Yemisi Izuora
Africa Oil Corp. has announced its financial and operating results for the three months ended March 31, 2021.
The report showed first quarter net income of $38.9 million and end of quarter cash balance of $29.4 million.
The Company also announced that it has achieved one of its primary objectives for 2021 with the signing of a new term loan agreement to refinance its existing term facility that is due to mature in January 2022.
This achieves significant reduction in borrowing costs, strengthens the balance sheet and improves the Company’s liquidity position.
Africa Oil President and CEO Keith Hill commented: “I am delighted with the strong support from our banking syndicate, a clear endorsement of our investment case and high-quality assets.
As well as the immediate benefits of lower borrowing costs and improved liquidity, this refinancing strengthens our banking relationships, a strategic advantage as we seek to acquire additional producing assets in this attractive market and progress our South Lokichar project in Kenya. We also look forward to the results from our high impact Venus and Gazania exploration wells as we progress Brulpadda and Luiperd discoveries towards development.”
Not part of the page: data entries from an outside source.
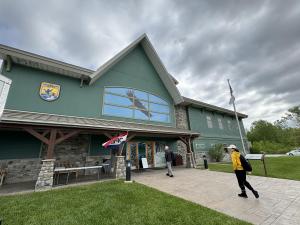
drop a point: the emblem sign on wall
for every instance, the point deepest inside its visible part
(49, 92)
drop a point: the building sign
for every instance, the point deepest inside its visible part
(4, 88)
(49, 92)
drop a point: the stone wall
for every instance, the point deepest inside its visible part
(181, 117)
(45, 178)
(21, 170)
(73, 150)
(182, 150)
(181, 122)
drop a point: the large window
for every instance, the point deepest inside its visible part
(209, 122)
(135, 104)
(220, 123)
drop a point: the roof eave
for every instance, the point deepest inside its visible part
(37, 61)
(198, 104)
(155, 60)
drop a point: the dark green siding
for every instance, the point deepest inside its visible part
(134, 71)
(18, 145)
(215, 135)
(96, 145)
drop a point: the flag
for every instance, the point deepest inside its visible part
(232, 98)
(117, 140)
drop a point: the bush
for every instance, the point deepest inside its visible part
(269, 147)
(216, 152)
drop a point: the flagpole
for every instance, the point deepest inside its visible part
(236, 117)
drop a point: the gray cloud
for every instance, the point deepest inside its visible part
(202, 43)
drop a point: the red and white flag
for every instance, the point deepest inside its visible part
(117, 140)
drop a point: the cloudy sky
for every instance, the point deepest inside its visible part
(256, 44)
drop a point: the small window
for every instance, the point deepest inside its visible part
(159, 117)
(220, 124)
(229, 124)
(209, 122)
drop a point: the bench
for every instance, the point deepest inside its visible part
(3, 174)
(260, 157)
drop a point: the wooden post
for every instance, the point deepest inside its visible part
(137, 156)
(153, 153)
(128, 153)
(263, 159)
(190, 150)
(146, 151)
(51, 144)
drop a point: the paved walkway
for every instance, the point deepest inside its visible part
(279, 201)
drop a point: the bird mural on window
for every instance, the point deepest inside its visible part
(137, 103)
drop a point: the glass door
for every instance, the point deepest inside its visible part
(138, 150)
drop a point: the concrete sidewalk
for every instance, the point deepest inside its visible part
(279, 201)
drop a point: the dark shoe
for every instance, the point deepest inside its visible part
(243, 195)
(256, 194)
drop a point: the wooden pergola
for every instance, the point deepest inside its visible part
(54, 135)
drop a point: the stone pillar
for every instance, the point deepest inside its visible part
(45, 178)
(189, 160)
(120, 168)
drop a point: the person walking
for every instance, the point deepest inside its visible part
(169, 155)
(240, 172)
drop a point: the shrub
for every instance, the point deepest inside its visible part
(216, 152)
(269, 147)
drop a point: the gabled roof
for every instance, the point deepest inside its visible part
(153, 57)
(43, 63)
(45, 119)
(36, 61)
(213, 108)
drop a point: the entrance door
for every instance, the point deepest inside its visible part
(138, 150)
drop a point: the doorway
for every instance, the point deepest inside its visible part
(135, 151)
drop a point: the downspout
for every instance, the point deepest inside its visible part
(8, 63)
(189, 123)
(190, 139)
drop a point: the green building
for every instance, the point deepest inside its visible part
(64, 112)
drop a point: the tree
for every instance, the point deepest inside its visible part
(292, 115)
(262, 130)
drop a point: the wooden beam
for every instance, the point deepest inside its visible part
(153, 153)
(130, 137)
(107, 135)
(51, 144)
(8, 63)
(183, 140)
(64, 137)
(37, 135)
(61, 134)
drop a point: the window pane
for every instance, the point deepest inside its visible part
(1, 86)
(141, 114)
(159, 108)
(141, 104)
(153, 98)
(120, 91)
(141, 95)
(159, 117)
(117, 100)
(220, 124)
(117, 111)
(209, 122)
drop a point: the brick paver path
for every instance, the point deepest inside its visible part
(279, 201)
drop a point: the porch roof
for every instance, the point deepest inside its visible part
(45, 119)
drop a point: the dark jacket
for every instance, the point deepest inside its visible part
(169, 156)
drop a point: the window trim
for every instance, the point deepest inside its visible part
(136, 108)
(209, 121)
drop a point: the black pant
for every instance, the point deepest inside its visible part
(241, 176)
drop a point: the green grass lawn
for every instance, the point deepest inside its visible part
(279, 167)
(106, 203)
On May 13, 2021 the Company signed the new Corporate Facility, for an amount up to $150 million and a three-year term, which can be drawn from end of July 2021 until 12 May 2022. $130 million has been committed at signing and an uncommitted accordion feature allows for an additional $20 million to be drawn. Completion is subject to customary conditions precedent and is expected to occur by end of July 2021.
The purpose of the Corporate Facility is to refinance the existing Term Loan, and general corporate purposes. It will be repaid from the proceeds of dividends received from Prime, while ensuring the Company preserves sufficient minimum cash balances to conduct operations.
The loan has an interest rate of London Inter Bank Offer Rate, LIBOR plus a margin of 6.5 per in the first year, 7.0 per in the second year and 7.5 per cent in the third year.
The initial $130 million of the commitments received, together with the existing cash balances will be used to repay the existing Term Loan in full, which is expected to occur by the end of July 2021.
Any amounts of the Corporate Facility available after the repayment of the existing Term Loan and the potential exercise of the uncommitted accordion would be used for general corporate purposes.
If the Company makes a repayment under the Corporate Facility prior to May 12, 2022, unless the repayment is made from a dividend received from Prime, a make whole provision is payable at LIBOR+6.5 per cent.
The security provided on the loan is similar to the existing Term Loan. The loan will be subject to financial and liquidity covenants for facilities of this nature.
The banking syndicate currently includes Rand Merchant Bank, Mauritius Commercial Bank, Natixis, and Standard Bank.